A man’s mind is often fallible when it concerns the psyche of the community. Also, individual sensibility sinks and submerges the collective jingoism. This is more true when one judges a crime which results in a mass upsurge. But how does the collective psyche of a society come into consideration in a crime committed by one or a few individuals? Today’s media explosion brings any happening to the doorstep of the individual and his reaction ventilates the collective upsurge.
Take the recent Nirbhaya case. The public anger and outrage across the country was unprecedented and electrifying. Lakhs of people pre-judged the crime through media even before the verdict could be arrived at in the courtroom. The eventual judgment was nothing but a ratification of the popular view. Very often mass upheaval undercuts selective sensibility.
The wisdom and discretion of the court is prone to get muddled in the din created outside its four walls and the popular perception very often cuts through the individual and independent sensitivity of the judge, however objective he may be. The avalanche of a generalized emotion outweighs the nuance of the judicial sensitivity. This is a corruption, unavoidable in today’s media ‘shock’, to borrow an expression from Alvin Toffler. This is an inevitable compulsion and limitation. Is the court trying to be wary of the people outside, conscious of their reaction? Or get carried away by the upsurge? Was Macaulay keeping these restraints in his mind when he wanted employment of the utmost discretion? Did the bench in the recent judgment recycle the very apprehension?
Here is how a housewife from South reacted to the verdict on Nirbhaya case sentencing all the miscreants to death. “Ordinary people like us are not Mahatmas or saints….. all fathers and mothers and sisters of women(sic) are satisfied that justice has been done’’. Is this too simplistic a view that jurisprudence can be brought into?

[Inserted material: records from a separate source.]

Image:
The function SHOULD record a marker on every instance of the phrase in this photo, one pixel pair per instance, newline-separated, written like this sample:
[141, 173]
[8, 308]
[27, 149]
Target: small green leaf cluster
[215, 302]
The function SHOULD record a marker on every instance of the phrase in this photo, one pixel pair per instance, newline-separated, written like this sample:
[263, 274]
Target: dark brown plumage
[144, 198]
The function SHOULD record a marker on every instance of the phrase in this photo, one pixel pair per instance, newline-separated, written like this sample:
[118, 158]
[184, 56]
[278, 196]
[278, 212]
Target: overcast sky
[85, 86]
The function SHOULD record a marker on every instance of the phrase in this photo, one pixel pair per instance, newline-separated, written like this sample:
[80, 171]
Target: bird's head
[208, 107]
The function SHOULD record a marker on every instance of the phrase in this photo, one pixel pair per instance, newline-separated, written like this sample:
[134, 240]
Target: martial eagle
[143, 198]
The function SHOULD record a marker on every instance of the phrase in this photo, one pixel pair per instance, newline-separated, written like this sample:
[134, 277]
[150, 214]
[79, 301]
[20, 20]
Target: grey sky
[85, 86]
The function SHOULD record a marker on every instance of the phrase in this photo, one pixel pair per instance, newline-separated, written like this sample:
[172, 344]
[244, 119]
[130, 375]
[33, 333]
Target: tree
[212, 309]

This is how a Madras High court advocate reacted: “The death penalty is not only barbaric and immoral, but also contradicts the criminal justice system’s core objective of rehabilitating and reforming the offender. The guillotine shuts the opportunity once and for all. This penological schism is compounded more and more in today’s world where the crime has become a day-to-day occurrence and the criminal is getting more emboldened because of the lack of teeth or the will of the system in bringing him to book.”
It was Justice V.R.Krishna Iyer, a former judge of the Supreme Court, opposed to capital punishment who said: “Half the world has abolished it. Gandhi was against it. God has given life and He alone can take it away. …” A death sentence on the death sentence is the finest tribute to the culture of the Buddha and Gandhi.